The Argentine Forensic Anthropology Team (Spanish: Equipo Argentino de Antropología Forense, EAAF) is an Argentine not-for-profit scientific non-governmental organisation. It was created in 1986 at the initiative of various human rights organisations with the aim of developing forensic anthropology techniques to help locate and identify the Argentines who had disappeared during the "Dirty War" period of the 1976–1983 military dictatorship. Since then, the Team's members have conducted field work in 30 other countries, including Bosnia and Herzegovina, Angola, Timor-Leste, French Polynesia, Croatia and South Africa.[1] In particular, the EAAF acquired additional worldwide renown by identifying the remains of Ernesto "Che" Guevara, found in Bolivia.

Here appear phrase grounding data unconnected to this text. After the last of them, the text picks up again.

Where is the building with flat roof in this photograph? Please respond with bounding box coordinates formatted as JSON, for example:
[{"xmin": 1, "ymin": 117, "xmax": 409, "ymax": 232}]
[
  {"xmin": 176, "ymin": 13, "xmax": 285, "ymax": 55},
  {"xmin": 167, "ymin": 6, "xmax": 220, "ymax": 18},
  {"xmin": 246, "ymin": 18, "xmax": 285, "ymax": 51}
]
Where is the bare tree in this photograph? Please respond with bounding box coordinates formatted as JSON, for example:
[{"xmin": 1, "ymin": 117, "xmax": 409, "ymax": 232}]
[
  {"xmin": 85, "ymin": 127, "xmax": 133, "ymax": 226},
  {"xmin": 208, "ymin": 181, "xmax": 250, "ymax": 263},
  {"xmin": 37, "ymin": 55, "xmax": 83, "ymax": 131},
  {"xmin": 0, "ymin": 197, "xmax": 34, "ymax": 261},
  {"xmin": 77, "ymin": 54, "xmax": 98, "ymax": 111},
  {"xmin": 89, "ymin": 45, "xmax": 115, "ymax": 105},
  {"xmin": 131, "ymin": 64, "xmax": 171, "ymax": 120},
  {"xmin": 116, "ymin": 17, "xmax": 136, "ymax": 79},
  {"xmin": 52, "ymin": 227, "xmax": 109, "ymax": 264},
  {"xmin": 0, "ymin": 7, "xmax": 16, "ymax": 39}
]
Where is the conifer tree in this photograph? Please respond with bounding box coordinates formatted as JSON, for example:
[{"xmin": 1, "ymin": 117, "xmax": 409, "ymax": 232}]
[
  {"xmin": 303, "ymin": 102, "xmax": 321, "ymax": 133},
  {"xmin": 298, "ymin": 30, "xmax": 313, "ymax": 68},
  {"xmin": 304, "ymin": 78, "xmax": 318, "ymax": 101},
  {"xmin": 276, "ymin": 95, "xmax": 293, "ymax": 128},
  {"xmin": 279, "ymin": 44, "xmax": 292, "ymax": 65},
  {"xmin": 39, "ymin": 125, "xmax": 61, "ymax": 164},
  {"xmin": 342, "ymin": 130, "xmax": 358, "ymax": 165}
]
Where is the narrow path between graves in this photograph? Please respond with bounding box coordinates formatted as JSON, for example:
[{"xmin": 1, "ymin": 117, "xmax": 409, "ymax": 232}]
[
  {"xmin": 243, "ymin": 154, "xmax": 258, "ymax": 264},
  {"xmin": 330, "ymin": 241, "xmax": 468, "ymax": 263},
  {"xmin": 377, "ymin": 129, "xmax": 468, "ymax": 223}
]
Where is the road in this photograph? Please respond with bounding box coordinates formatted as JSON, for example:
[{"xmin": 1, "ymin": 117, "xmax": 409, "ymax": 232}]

With the restoration of democracy and the creation of the National Commission on the Disappearance of Persons (CONADEP) in 1983, Argentina embarked on a process of exhumations of the many unmarked graves found in the country, believing that many of them could well contain unidentified victims of forced disappearances — an undertaking in which it soon became apparent that scientific methods were needed. CONADEP and the Grandmothers of the Plaza de Mayo took the initiative and travelled to the United States, where they were vouchsafed the determined support of the American Association for the Advancement of Science.

A genetic database was created at Durand Hospital in Buenos Aires, and a team of forensic anthropologists was created under the leadership of Dr. Clyde Snow.[2] Those small beginnings were the basis for the creation in 1986 of the Argentine Forensic Anthropology Team.[3]

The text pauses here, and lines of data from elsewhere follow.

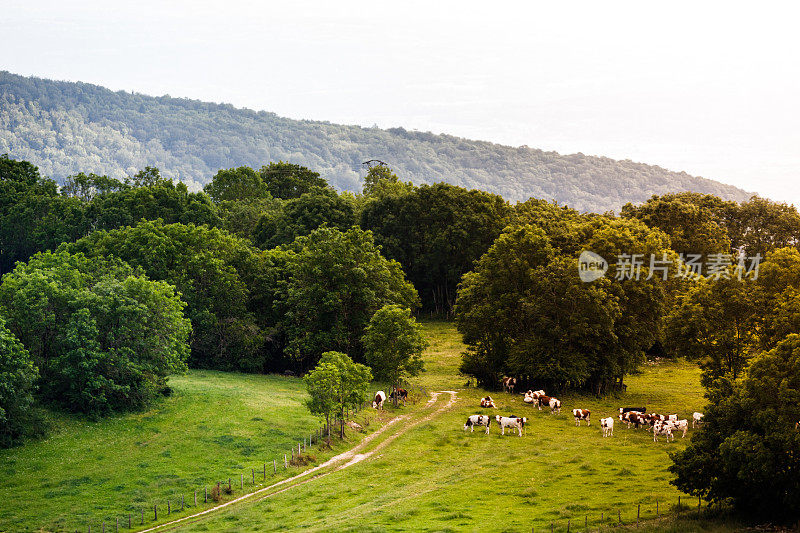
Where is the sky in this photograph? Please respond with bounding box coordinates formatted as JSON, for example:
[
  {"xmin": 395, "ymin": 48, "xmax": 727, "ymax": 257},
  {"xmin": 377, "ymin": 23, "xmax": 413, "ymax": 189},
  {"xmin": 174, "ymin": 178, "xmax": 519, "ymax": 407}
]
[{"xmin": 3, "ymin": 1, "xmax": 799, "ymax": 205}]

The EAAF's investigation methods were divided into three stages:

  1. Preliminary phase, collecting written and oral accounts of the disappeared.
  2. Analysis phase, studying documents and records in order to identify the possible whereabouts of the remains
  3. Archaeological phase, similar to classical archaeology within a forensic context. This phase also used genetic investigation techniques based on DNA testing.

The EAAF was a pioneer in developing these techniques. In the words of Clyde Snow:

"For the first time in the history of human rights investigations we began to use a scientific method to investigate violations. Although we started out small, it led to a genuine revolution in how human rights violations are investigated. The idea of using science in the human rights area began here, in Argentina, and it is now used throughout the world. The Team took the idea to other parts of the world and helped set up teams in other countries, such as Guatemala, Chile, and Peru. European countries now have their forensic anthropology teams. But Argentina was the first."[2]

By 2000 the EAAF had succeeded in identifying sixty sets of remains, while a further 300 cases were still under investigation.[3]

The EAAF co-operates with and assists other NGOs and investigations - for example, as of 2017, it is assisting the Expert Technical Group investigating the Bon Secours Mother and Baby Home in Tuam, Ireland, following the discovery of the bodies of up to 800 children buried in a mass grave, under the auspices of the Mother and Baby Homes Commission of Investigation.